Tuesday, November 19, 2019

This Friday at 6:30 p.m., the TLM and California Mission Music Return to Mission Santa Clara, in Honor of the Holy Man of Santa Clara

One sad fact for lovers of traditional Catholic liturgy everywhere is that almost exactly fifty years ago—after the first Sunday of Advent of 1969 when the new Mass was mandated—the traditional Latin Mass was effectively banned, with few exceptions.

Although Pope John Paul II granted two indults in the 1980s to allow the TLM to be celebrated with permission from local bishops, I know—from talking to TLM-loving priests and laity who were around at the time—permission was rarely granted.  Pope Benedict XVI greatly loosened restrictions in 2007 and allowed the TLM to be celebrated more widely under the name “extraordinary form,” but another sad fact is that extraordinary form Masses are even now rarely celebrated at most Catholic colleges and universities.

The disdain for the past is widespread. A few years ago outside the Mission Santa Clara, I ran into a new Santa Clara University graduate who came back for a summer program on the campus, and I was saddened to learn that he had never been taught about the role of Latin as the official language of Catholic Church and had never attended a Latin Mass or heard Gregorian Chant. That smart young man was in total ignorance about these aspects of the Church's heritage after 12 years of parochial school and four years at a Catholic university!

A third sad fact also related to the main topic of this article is that the traditional liturgical music of the Roman Catholic Church has been replaced in most Masses on- and off-campus with often-banal and sometimes even heretical hymns. Who could then imagine a day would come when an extraordinary form High Mass would be chanted again on the Santa Clara University campus? Or that  actual polyphonic Mass settings written by missionaries for converted natives during the Mission days would be sung at Mission Santa Clara again?

 On November 21, 2018, as the result of a lot of prayer and persistence by a group of lay Catholics and the help of priests from the Institute of Christ the King, the day did finally come when a high Mass was celebrated at the restored and enlarged Mission Santa Clara, which now serves as the Santa Clara University chapel. Two local choirs came together to sing the Propers for the day in Gregorian Chant and the Ordinary in a polyphonic Mass setting titled the “California Mission Mass."

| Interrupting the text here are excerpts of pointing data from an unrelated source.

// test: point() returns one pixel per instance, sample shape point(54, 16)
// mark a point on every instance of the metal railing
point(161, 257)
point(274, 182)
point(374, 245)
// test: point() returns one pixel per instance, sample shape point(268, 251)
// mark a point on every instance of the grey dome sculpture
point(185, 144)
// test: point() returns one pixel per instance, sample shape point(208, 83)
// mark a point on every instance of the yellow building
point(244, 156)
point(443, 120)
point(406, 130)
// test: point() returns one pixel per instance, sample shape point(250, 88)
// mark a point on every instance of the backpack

 The “California Mission Mass” was arranged by California composer John Biggs from music written down by the missionaries for the converted Native Americans to sing and play, which Biggs curated and arranged from various Mass settings archived by the Franciscans at Mission Santa Barbara. This year, on Friday, November 22, 2019, at 6:30 p.m., that day will come again—with even more solemnity, when the traditional Latin Mass and the California Mission Mass music returns once again to Mission Santa Clara.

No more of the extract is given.